As in 1963, a dizzying array of activists, faith leaders, musicians, actors, labor advocates and lawmakers delivered their own impassioned speeches, standing for a broad coalition addressing racial injustice. It is credited with helping to spur passage of the Civil Rights Act of 1964 and the Voting Rights Act of 1965.

Like Rev. Sharpton, the Rev. Jamal Bryant, pastor of New Birth Missionary Baptist Church in Lithonia, Ga., made reference to Mr. Trump’s most recent indictment, broadening the term to criticize churches that don’t do enough to help those in need.

He called for an “indictment on churches that are silent — they speak in tongues, but don’t speak truth to power” and “an indictment of those who have multimillion dollar buildings, but turn a blind eye to those who do not have a standard of living.”

Rev. Bryant urged attendees to “serve indictments to those who have been adversarial to the advancement of our people,” and singled out conservative figures such as Texas Gov. Greg Abbott, U.S. Supreme Court Justice Clarence Thomas and presidential candidate and Florida Gov. Ron DeSantis.

Rev. Bryant’s frustration with Gov. DeSantis was echoed by the Rev. R.B. Holmes Jr., pastor of Bethel Missionary Baptist Church in Tallahassee, Fla. Standing a few feet from the steps of the memorial, Rev. Holmes pointed to Florida’s widely criticized efforts to alter the way Black history is taught in the state, including instructing students that African-Americans “developed skills” while enslaved, “which, in some instances could be applied for their personal benefit.”

“I’m here because we have a governor in my state of Florida trying to take us back to the dark past,” Rev. Holmes told Religion News Service. “I’m here because God has called us to stand up against DeSantis and Goliath. We cannot allow this government, this system, this far-right extreme group, to deny our history, water down Black history, deny Black history, uplift nationalism and diminish Black history.”

Rabbi Heather Miller, a Black woman and founder of The Multitudes, recalled the different faiths represented at the 1963 march and offered her presence as evidence of solidarity across different identities and faith traditions.

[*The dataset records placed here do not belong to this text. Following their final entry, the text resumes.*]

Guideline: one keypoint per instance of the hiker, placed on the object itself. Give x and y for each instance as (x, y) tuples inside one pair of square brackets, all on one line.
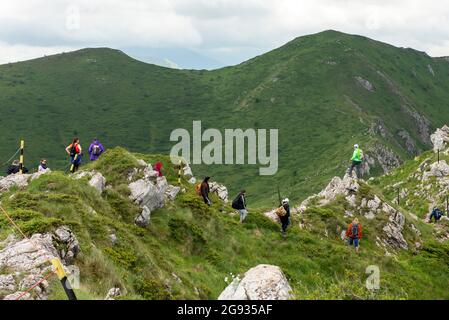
[(354, 233), (356, 159), (43, 166), (204, 191), (437, 214), (158, 167), (239, 203), (15, 168), (74, 150), (285, 219), (96, 149)]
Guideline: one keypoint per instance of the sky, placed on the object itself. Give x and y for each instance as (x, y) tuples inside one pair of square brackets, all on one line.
[(208, 34)]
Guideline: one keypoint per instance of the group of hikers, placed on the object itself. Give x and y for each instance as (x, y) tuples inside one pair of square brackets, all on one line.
[(74, 151), (96, 149)]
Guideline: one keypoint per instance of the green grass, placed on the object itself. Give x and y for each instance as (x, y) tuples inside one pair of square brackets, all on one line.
[(203, 245), (103, 93)]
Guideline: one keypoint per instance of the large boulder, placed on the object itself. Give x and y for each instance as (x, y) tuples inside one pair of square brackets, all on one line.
[(220, 190), (13, 180), (440, 138), (98, 182), (264, 282), (438, 169), (149, 194)]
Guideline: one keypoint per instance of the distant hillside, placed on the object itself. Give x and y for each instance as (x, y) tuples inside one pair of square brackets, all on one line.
[(324, 92), (192, 251)]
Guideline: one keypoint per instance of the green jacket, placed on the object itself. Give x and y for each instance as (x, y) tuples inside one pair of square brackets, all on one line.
[(357, 155)]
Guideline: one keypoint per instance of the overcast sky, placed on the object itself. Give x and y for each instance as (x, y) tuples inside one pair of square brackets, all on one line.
[(211, 33)]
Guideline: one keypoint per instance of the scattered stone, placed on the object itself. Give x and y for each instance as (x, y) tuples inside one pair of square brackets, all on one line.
[(113, 293), (264, 282)]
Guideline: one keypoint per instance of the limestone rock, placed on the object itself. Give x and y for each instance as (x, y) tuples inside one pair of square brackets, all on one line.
[(264, 282), (220, 190), (98, 182), (143, 219), (440, 138)]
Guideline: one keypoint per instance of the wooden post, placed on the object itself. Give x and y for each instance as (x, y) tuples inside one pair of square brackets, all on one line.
[(22, 147)]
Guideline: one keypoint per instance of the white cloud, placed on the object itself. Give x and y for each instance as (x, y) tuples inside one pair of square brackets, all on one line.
[(228, 29)]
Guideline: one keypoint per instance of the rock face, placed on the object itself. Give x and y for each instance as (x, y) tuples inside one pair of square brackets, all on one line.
[(28, 260), (440, 138), (98, 182), (220, 190), (364, 83), (437, 169), (264, 282)]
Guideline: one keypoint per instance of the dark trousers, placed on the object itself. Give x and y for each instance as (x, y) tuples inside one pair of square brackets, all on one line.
[(206, 200), (356, 165), (285, 221)]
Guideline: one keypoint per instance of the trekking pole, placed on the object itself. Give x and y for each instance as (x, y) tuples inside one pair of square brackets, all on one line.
[(22, 146)]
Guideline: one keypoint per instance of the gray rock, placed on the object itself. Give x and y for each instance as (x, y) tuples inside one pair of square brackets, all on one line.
[(172, 192), (7, 283), (440, 138), (70, 247), (220, 190), (143, 219), (98, 182), (264, 282), (113, 293), (364, 83)]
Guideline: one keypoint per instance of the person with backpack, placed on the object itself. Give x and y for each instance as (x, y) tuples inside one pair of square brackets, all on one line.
[(354, 233), (15, 168), (43, 166), (158, 167), (203, 189), (239, 204), (285, 217), (96, 149), (356, 159), (74, 150), (437, 214)]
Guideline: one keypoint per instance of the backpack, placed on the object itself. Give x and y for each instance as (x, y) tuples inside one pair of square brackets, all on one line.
[(73, 150), (355, 230), (96, 150), (281, 211), (198, 189), (235, 203)]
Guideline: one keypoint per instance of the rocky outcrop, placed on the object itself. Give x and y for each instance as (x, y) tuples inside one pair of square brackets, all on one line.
[(264, 282), (18, 180), (28, 261), (437, 169), (440, 138), (220, 190), (98, 182)]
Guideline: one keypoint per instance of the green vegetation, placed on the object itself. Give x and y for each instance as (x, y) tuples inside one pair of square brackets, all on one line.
[(306, 88), (203, 245)]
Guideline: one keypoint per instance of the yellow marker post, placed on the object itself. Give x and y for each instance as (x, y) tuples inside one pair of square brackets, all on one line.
[(60, 272), (179, 172), (22, 147)]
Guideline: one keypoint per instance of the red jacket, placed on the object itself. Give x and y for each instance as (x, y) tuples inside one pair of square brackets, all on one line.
[(349, 231)]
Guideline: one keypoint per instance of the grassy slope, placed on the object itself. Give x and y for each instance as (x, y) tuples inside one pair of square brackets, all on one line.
[(204, 245), (104, 93)]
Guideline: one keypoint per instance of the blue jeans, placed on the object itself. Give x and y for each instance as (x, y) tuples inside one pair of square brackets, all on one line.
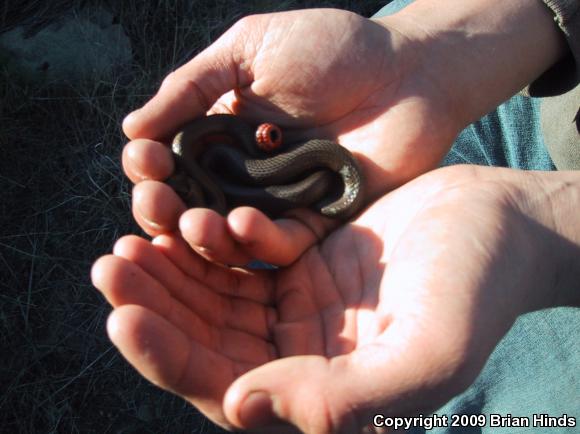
[(535, 369)]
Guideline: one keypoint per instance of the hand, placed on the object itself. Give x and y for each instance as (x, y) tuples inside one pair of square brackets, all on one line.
[(394, 313), (316, 73), (395, 91)]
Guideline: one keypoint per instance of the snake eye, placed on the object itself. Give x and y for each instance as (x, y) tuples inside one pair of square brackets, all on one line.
[(268, 137)]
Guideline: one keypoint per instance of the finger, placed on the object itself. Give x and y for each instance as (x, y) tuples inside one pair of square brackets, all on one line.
[(146, 159), (278, 242), (256, 285), (317, 394), (207, 233), (156, 207), (169, 359), (214, 308), (191, 90), (124, 283)]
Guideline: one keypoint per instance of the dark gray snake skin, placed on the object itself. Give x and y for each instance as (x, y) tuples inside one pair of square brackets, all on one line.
[(219, 166)]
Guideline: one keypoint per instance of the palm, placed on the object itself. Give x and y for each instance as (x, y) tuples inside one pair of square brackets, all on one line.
[(374, 298), (334, 74)]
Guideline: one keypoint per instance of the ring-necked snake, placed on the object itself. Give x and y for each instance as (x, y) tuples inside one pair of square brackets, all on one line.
[(219, 165)]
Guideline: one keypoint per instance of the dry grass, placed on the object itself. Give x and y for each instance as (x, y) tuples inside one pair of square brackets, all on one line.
[(64, 201)]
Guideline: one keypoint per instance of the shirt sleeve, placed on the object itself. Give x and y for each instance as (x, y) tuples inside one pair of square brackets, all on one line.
[(564, 75)]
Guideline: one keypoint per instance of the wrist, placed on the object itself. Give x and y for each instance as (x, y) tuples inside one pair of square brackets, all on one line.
[(551, 204), (481, 52)]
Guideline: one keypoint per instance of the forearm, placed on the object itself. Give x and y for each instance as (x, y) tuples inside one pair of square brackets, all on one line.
[(551, 204), (481, 51)]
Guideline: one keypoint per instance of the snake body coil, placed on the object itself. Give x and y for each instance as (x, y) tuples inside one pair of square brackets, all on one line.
[(219, 166)]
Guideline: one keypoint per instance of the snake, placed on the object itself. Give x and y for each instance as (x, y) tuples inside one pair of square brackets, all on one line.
[(222, 162)]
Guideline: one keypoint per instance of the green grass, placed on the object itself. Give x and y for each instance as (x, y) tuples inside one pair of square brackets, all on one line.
[(64, 201)]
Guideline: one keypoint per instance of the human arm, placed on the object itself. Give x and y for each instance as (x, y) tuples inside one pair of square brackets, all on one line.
[(427, 81), (394, 313)]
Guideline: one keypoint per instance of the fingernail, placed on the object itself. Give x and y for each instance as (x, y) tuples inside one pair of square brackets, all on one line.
[(257, 410)]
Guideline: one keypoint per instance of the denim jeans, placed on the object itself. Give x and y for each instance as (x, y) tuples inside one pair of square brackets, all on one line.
[(535, 369)]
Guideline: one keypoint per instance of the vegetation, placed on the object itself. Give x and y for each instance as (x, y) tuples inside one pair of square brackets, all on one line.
[(64, 202)]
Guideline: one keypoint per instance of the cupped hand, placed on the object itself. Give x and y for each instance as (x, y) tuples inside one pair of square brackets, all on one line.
[(316, 73), (394, 313)]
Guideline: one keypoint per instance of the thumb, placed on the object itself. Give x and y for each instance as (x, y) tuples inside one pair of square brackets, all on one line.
[(342, 394), (297, 390), (191, 90), (317, 394)]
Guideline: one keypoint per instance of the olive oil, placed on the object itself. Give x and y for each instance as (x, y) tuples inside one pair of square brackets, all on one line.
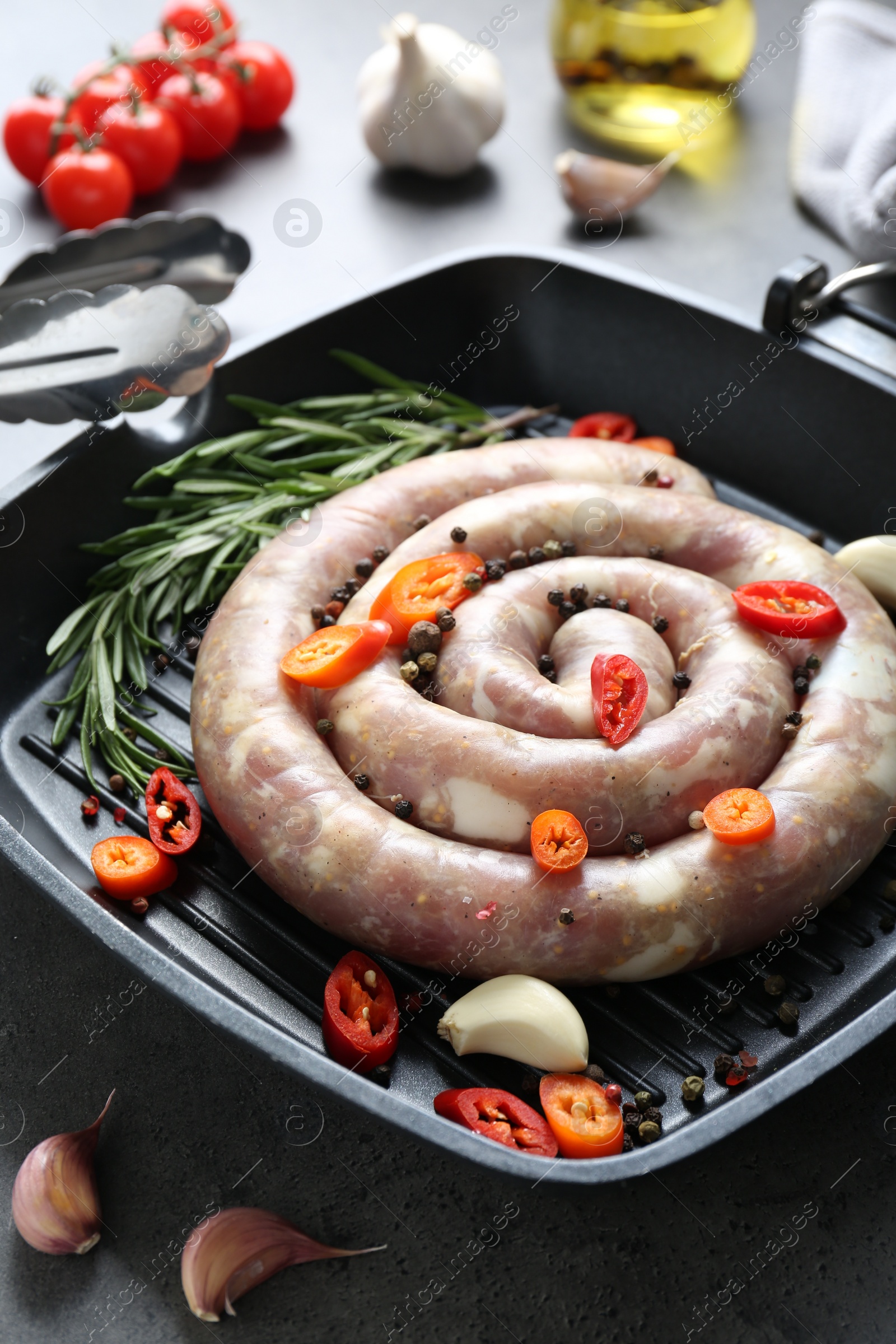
[(652, 74)]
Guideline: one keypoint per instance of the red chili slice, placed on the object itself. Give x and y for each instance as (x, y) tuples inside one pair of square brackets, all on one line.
[(361, 1014), (499, 1116), (785, 606), (175, 820), (605, 425), (620, 694)]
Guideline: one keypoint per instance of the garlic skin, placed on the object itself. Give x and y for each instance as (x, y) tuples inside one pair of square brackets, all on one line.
[(429, 99), (55, 1205), (874, 561), (590, 182), (519, 1018), (238, 1249)]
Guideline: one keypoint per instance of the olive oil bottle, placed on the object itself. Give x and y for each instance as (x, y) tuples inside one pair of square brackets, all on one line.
[(652, 74)]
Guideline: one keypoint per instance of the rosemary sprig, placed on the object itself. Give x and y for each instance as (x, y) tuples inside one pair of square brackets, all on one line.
[(214, 507)]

“When we talk about Black and Jewish unity, we call upon images of Rev. Dr. Martin Luther King and Rabbi Abraham Joshua Heschel marching together 60 years ago on days like these,” she told the crowd. “While it is certainly true that there are times when there is disunity between the two identities of mine ... there is an energy in the air right now that seems to be radiating off of everything. And me, getting to stand here as a Black rabbi, it does not get any more harmonious than this.”